When you get to that point in the interview where the interviewer says “Do you have any questions?’ you better be prepared. It always looks better if you can ask something – even if all your questions have been answered during the course of the interview try to keep at least something up your sleeve to ask. This shows real interest in the company, and the best questions you can ask are about them not about you.

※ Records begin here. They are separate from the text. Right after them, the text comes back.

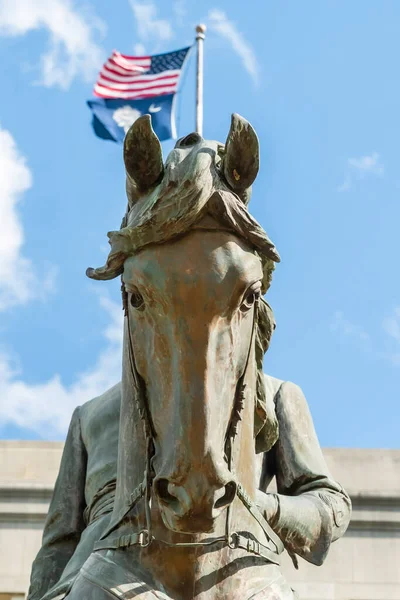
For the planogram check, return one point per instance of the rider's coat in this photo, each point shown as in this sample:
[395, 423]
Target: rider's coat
[84, 491]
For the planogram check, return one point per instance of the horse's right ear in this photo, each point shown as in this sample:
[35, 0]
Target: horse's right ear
[241, 156]
[143, 155]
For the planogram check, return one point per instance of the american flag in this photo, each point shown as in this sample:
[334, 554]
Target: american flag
[131, 77]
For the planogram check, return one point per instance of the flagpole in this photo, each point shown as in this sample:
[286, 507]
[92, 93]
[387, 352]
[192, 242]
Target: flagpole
[200, 35]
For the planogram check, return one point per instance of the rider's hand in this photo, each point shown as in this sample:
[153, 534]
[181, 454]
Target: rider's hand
[268, 504]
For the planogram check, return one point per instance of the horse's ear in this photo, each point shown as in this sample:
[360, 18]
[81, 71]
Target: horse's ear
[241, 156]
[143, 155]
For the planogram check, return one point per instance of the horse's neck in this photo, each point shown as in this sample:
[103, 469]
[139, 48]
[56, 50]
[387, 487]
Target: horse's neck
[132, 453]
[178, 569]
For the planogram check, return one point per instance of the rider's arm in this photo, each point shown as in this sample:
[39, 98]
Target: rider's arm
[64, 523]
[310, 510]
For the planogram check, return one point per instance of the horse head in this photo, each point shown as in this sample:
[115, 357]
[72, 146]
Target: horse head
[194, 264]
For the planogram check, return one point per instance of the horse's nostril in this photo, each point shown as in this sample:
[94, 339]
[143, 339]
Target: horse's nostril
[228, 497]
[189, 140]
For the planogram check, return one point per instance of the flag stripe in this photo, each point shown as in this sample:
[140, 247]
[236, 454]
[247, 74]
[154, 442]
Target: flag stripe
[103, 92]
[110, 76]
[137, 87]
[130, 77]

The top 5 are:
- ‘How would you describe the ideal candidate?’ This question is a great way for you to bring up your past experience and relate it to their needs, and you can supplement it by asking what top three qualities they are looking for.
- How do you envision this position supporting you?’ This question cleverly puts you in the position of appearing to be concerned about what you will be giving them, and how you will be making their life easier.
- ‘How does this position fit into the company’s long term plans?’ Here you can bring up the subject of the business strategy, why there is a vacancy and what the career path for this role is.
- ‘How would you define success for this position?’ Remember an interview is a two way process for deciding if you are right for the company but also if the company is right for you. The answers to this question will help you gauge what type of the boss the interviewer is, how they manage and whether they have a structured review process.
- ‘What can I do for you as a follow up?’ This shows a keenness on your part to influence the decision and enthusiasm for the job.
It’s debatable whether you should bring up money, as this article in Forbes demonstrates there are pros and cons. You may feel that asking what the salary range is will save time on both sides if it is well outside what you are expecting. On the other hand if you know they really want you, and haven’t discussed package previously, you will now have some bargaining power. If you are a career woman preparing for your next interview remember to use these questions rather than trying to rack you brains for something ask.